Pareto Analysis Curve with reference lines

by Erica Hughes

Pareto Analysis is used in business to compare the impact of one variable on another variable. It is based on the 80/20 rule – often businesses will find that 80% of an output variable comes from 20% of an input variable.

In a positive sense, a company might be able to identify that 80% of their profits are derived from just 20% of the products they sell. In a negative sense, a company might see that 80% of complaints can be traced back to just 20% of their stores.

This information can be very useful in decision making.

So how can we use Tableau to investigate something like this?

Step 1: What variables do you want to investigate? In this example we will use the Superstore dataset to compare Sales (output variable) with number of Products (input variable) and see if they follow Pareto’s Principle. Does the store earn 80% of its Sales value from its top 20% of Products?

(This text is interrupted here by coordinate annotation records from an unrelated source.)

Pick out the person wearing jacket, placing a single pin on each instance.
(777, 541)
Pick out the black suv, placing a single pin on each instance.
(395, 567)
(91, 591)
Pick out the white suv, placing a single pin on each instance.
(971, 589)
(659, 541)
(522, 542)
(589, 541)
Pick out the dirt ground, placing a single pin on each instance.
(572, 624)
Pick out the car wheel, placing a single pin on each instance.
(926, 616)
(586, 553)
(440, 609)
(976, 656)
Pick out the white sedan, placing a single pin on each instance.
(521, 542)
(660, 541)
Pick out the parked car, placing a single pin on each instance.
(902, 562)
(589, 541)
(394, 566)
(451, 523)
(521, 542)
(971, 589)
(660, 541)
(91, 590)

If you would like to apply this to a different situation, replace ‘Sales’ with your OUTPUT variable and ‘Product Name’ with your INPUT variable.

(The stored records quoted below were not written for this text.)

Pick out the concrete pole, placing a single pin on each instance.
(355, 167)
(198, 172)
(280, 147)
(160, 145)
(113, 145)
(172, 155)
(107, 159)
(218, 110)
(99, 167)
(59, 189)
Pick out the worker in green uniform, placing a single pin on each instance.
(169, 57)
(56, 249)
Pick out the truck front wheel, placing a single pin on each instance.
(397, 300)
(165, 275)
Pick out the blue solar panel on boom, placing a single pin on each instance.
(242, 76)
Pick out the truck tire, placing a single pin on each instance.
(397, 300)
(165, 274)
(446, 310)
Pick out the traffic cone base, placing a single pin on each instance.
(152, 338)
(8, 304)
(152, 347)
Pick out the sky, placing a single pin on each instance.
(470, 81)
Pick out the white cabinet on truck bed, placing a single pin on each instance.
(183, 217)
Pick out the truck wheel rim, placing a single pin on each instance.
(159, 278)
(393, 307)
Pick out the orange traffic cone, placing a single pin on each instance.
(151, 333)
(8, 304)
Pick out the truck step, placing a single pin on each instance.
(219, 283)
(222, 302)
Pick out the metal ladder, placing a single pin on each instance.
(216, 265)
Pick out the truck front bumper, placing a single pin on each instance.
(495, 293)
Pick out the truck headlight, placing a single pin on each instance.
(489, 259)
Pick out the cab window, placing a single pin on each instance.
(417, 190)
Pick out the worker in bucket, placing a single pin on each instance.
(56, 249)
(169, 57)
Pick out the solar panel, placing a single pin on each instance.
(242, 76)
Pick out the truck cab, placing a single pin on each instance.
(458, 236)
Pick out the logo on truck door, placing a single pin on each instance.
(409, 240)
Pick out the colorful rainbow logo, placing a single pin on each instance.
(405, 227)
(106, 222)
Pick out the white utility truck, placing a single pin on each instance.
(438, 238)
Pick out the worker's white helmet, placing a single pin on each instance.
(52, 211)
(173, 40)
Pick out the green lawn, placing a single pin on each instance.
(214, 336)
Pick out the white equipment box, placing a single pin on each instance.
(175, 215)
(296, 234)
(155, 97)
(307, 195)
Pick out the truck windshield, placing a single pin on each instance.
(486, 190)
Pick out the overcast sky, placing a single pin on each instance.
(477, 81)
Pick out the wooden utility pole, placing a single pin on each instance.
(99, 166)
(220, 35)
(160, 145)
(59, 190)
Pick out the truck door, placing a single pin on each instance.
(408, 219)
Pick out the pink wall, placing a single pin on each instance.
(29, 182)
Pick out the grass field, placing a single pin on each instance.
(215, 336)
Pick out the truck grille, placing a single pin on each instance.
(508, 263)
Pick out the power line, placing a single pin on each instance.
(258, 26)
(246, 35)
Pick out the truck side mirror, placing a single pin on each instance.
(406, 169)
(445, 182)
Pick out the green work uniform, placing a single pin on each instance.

Step 2: Create a simple bar chart – Drag the ‘Product Name’ dimension onto the Columns shelf (If you get a warning message, you can select ‘Add all members’). Drag the ‘Sales’ measure onto the Rows shelf – Tableau will automatically sum these together. Fit the chart to the Entire View.

You should see something like this:

Step 3: Change the Product name dimension to a measure – at the moment, our ‘Product Name’ Field is a dimension, which means Tableau splits up the view into one column for each product, but we want to have two axes. Right-click on ‘Product Name’ in the Columns shelf, then:

Measure > Count (Distinct)

You should now have something like this in your view:

Step 4: Create a mark for each Product – drag ‘Product Name’ onto the Detail Shelf in the Marks Card

Step 5: Create a line –the idea of 80/20 comes from looking at the cumulative Sales/number of Products so we need to use a table calculation on each of the variables. Right-click on each and follow the following steps:

Add Table Calculation > Calculation Type: Running Total (Sum) > Specific Dimensions: select ‘Product Name’ (this creates a cumulative sum where each new Sales value is added onto the sum of all of the previous Sales values)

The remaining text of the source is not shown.